Will adding a child to the title of a property increase property taxes? A father wants to add his child to the title to his home, but his child is worried that this will increase property taxes. She might be worried about the wrong thing.
Q: I was wondering if you might be able to point me in the right direction. My father and my sister are on the title of the home we all live in. My father wants to add me to the title but we want to avoid the property tax from increasing. Would we do this through a quitclaim deed to avoid the property tax from increasing?
A: So, your father and sister own a property together and want to add you on title, presumably because you live there and your dad is thinking about the day when he no longer will.
To answer your question, we have to make some assumptions based on your question. We’ve seen situations where a parent adds a child to the title of the parents home. The parent usually does this for “estate planning” purposes. That is to say, the parent wants the property to go to a specific kid upon the death of the parent.

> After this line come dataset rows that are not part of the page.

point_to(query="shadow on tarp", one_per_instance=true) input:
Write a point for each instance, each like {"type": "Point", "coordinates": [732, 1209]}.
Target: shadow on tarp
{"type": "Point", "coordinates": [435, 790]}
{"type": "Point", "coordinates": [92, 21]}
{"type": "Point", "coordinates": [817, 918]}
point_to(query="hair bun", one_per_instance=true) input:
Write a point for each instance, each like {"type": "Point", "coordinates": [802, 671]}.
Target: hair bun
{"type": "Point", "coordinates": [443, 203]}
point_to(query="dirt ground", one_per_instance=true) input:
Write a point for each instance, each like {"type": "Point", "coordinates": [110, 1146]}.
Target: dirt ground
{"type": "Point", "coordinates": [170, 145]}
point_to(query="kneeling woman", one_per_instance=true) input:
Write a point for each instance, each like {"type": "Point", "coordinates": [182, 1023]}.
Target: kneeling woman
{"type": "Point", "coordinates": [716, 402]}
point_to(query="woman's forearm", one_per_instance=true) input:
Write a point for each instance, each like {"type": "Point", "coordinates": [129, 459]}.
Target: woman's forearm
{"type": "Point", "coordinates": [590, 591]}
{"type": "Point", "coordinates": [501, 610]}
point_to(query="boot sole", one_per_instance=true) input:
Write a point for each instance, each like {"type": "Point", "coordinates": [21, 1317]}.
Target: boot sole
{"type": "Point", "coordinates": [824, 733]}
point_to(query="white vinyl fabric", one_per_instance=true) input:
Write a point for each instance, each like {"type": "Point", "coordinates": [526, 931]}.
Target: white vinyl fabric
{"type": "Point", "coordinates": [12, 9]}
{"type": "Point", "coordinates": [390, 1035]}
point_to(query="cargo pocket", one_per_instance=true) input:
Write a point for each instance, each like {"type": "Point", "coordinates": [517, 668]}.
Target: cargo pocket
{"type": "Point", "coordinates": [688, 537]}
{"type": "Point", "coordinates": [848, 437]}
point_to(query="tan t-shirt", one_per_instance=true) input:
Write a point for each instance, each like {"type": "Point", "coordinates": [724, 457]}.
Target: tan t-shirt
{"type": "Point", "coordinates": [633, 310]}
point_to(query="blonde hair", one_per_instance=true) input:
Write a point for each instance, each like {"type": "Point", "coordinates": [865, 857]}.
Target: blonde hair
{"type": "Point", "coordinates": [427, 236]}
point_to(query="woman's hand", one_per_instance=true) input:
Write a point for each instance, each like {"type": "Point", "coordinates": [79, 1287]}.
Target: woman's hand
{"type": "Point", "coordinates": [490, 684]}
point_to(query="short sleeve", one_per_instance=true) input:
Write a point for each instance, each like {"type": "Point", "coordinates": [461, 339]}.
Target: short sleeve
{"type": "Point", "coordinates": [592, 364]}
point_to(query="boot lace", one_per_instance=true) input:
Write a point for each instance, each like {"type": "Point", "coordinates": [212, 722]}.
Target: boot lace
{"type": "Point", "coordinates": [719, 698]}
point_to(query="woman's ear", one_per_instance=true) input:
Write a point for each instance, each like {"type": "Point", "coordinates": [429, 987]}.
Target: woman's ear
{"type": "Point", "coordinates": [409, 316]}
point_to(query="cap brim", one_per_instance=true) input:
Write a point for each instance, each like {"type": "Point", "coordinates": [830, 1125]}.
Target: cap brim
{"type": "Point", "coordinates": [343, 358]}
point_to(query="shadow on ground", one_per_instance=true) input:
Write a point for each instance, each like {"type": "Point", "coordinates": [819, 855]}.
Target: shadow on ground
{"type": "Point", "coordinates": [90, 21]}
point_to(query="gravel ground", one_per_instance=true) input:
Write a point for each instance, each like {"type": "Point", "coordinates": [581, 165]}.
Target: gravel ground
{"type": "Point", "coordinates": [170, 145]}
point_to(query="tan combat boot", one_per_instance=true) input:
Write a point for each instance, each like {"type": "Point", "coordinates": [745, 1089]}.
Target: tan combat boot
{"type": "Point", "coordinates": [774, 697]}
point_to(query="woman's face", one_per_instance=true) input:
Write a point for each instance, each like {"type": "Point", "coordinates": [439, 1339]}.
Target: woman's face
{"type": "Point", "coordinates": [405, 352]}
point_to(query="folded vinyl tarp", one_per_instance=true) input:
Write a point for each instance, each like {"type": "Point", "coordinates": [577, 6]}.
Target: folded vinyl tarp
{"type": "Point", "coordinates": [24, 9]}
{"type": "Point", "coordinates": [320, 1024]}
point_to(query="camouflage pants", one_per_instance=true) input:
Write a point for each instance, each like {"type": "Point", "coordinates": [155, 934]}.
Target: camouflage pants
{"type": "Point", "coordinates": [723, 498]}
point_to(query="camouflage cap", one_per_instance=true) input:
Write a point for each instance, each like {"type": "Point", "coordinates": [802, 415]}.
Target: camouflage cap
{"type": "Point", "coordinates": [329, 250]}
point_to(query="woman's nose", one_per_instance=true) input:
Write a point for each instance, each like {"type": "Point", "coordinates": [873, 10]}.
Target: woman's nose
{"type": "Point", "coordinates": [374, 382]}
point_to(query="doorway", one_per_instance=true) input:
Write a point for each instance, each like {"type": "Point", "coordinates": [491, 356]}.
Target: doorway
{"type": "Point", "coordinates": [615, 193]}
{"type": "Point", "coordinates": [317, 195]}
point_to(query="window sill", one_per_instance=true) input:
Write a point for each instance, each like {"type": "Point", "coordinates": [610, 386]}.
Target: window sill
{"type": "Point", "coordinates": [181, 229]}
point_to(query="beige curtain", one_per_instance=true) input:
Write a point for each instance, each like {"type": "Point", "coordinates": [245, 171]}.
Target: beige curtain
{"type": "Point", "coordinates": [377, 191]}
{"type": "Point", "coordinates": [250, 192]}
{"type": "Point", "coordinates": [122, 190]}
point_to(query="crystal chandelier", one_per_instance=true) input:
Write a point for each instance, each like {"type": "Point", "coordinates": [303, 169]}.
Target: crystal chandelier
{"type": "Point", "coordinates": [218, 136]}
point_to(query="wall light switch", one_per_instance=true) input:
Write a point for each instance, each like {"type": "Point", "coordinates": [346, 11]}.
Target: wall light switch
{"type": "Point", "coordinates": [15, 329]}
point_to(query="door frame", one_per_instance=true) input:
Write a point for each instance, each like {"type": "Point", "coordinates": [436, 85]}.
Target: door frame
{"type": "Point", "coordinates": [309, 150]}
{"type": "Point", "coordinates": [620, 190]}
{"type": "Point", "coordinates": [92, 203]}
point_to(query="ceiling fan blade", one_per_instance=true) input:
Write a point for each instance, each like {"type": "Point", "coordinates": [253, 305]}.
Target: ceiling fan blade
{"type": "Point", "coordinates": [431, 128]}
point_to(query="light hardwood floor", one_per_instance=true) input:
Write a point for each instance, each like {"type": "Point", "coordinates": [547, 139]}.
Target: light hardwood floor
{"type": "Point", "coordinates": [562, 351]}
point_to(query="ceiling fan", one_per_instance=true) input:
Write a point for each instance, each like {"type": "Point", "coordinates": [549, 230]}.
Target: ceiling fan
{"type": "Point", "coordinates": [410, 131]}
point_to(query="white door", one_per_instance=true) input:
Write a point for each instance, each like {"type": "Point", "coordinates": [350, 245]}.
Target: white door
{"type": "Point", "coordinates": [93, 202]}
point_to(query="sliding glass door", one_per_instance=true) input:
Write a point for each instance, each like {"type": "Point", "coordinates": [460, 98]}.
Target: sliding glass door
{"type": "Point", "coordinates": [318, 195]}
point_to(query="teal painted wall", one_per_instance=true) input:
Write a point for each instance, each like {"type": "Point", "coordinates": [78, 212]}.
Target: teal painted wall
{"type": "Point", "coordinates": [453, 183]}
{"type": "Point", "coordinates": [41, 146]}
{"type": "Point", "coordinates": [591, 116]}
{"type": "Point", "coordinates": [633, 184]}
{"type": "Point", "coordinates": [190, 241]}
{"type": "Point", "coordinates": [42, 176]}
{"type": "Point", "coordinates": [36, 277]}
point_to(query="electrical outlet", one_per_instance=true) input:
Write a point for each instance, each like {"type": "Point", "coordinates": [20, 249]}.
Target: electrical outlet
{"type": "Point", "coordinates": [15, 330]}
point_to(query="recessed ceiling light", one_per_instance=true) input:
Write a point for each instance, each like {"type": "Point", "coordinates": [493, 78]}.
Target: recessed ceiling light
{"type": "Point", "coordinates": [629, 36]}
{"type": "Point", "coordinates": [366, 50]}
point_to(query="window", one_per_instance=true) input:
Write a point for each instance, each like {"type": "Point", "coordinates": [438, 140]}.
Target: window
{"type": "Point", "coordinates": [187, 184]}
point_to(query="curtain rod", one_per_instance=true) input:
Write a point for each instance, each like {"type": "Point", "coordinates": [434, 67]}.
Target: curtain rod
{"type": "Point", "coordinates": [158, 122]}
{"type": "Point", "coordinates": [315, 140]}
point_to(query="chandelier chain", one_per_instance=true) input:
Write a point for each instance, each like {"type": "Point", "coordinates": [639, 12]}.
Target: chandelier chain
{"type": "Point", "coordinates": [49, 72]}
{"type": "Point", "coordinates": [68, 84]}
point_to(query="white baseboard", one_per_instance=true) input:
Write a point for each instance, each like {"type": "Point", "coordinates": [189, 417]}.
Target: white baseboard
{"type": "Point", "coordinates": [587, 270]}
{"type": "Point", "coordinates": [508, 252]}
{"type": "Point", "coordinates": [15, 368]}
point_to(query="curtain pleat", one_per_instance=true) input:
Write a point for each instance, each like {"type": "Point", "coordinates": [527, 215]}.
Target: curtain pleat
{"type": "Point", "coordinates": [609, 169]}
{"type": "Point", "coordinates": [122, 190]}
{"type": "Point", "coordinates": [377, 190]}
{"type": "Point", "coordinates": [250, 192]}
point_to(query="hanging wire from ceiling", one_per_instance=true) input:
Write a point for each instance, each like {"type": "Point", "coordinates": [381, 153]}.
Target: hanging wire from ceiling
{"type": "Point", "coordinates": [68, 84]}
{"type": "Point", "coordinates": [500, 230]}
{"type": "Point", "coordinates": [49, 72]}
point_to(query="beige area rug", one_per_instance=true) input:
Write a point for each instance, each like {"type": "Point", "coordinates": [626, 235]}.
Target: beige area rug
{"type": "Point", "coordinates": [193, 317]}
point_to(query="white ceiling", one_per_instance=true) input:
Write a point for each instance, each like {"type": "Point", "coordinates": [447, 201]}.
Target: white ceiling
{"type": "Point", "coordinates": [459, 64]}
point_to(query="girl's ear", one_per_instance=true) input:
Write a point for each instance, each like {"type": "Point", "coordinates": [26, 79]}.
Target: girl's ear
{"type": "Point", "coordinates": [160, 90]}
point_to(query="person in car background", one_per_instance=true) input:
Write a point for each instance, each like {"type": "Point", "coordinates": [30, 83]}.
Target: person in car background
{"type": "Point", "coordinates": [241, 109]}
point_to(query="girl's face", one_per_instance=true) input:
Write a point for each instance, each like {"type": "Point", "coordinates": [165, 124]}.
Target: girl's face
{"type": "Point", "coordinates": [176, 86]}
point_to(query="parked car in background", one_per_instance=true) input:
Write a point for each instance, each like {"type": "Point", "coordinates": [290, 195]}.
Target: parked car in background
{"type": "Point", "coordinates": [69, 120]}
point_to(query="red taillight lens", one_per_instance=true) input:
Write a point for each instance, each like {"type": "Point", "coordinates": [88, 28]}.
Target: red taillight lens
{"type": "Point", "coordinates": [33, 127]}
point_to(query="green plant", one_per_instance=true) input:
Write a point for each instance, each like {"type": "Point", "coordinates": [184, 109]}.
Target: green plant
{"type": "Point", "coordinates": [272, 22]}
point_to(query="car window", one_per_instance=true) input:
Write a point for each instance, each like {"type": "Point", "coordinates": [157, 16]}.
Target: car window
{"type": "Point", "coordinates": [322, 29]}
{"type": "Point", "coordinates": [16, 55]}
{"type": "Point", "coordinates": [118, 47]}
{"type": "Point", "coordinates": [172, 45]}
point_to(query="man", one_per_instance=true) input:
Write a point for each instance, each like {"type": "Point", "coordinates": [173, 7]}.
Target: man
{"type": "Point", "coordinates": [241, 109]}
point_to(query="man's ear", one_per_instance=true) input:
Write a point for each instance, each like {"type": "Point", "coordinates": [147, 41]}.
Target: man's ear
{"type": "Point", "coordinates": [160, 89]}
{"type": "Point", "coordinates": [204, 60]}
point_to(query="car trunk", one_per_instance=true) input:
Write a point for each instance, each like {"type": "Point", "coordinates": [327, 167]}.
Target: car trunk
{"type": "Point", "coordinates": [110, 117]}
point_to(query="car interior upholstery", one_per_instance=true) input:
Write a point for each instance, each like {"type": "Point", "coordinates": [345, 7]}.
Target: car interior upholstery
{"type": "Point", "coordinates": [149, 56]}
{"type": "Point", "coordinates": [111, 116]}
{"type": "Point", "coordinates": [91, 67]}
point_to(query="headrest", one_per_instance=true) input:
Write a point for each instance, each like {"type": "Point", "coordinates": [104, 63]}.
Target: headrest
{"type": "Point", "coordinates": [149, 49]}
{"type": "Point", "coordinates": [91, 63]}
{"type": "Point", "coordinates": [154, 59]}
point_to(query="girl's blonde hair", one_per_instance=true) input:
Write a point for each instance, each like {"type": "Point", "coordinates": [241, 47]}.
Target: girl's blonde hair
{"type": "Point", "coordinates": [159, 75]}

As we’ve written in the past, we don’t recommend that parents handle their estate planning this way, mostly because it can be messy and there can be unintended tax consequences to suddenly add a kid to the title to a home.
There are other ways to make sure that title of a parents’ home passes on down to their children without adding them to the title.
We have to assume that your sister was added to the title to give your dad some peace of mind that upon his death your sister would own the home. Years later, your dad decided that it might be unfair to have his home go only to your sister and not to you, so now he wants to have the title to the property be in everyone’s name equally.
Sounds good on the surface: equality among children. But there are some flaws to this logic. The first is that parents can’t assume that a child will outlive them. If a parent intends to pass that child’s share to their child’s children (their grandkids), the joint ownership of the home may unintentionally cause only one child to become the sole owner of the home.
How does that work? Let’s say all three of you are joint owners of the home with rights of survivorship. Your dad may want you and your sister to end up as joint owners of the home, but if she dies first and your dad later dies, you will become the sole owner of the home. Her children would be excluded from inheriting their mom’s share of the property.
For this reason, and some federal tax reasons that we have discussed many times in our columns, we think there are smarter ways for parents to own the property. Parents may own the home in a living trust and designate who will become the owner of the home when the parent dies. A living trust can take into account the various life changes that may occur from the day the trust is set up until the parent dies.
The parent might also choose to write (and sign) a will that will designate the beneficiaries of his or her estate, and also name the heir(s) who will end up owning the home upon the parent’s death.
Wills can contemplate many life changes that may occur from the time the will is executed until the date the parent dies. In some states, but not many, the parent can own the home in a land trust that would only control the title to the residence but allows the property to avoid probate. The land trust, as with the living trust, will designate who will own the home upon the death of the parent.
In some situations, the parent can sign a transfer on death (TOD) instrument that designates who gets the home when the parent dies. There are some people in the real estate community who don’t like transfer on death instruments, but we bring it up here as an option for those who, for whatever reason, don’t want to create a trust and don’t want to write a will, but want to have something that will be better than nothing to address this issue.
Finally, let’s talk about your future tax issue. You’ve asked a question about the property’s real estate taxes. Many taxing authorities will limit increases or freeze the valuation of a property for real estate tax purposes until the property ownership changes. However, most taxing bodies exempt ownership transfers for estate planning purposes from valuation increases. Having said that, we suggest that you call your local tax assessor’s office or real estate taxing body and ask them how they handle ownership changes.
If your dad executes a will, the will does not change the ownership of the home. But if your dad conveys title to you, that change could trigger a reassessment by your taxing body. You’ll need to verify this. On the other hand, if your dad puts his property into a living trust, the conveyance to the living trust should not affect the manner in which the property is and will be assessed. In any case, you’re better off talking to the local taxing body officials to get confirmation.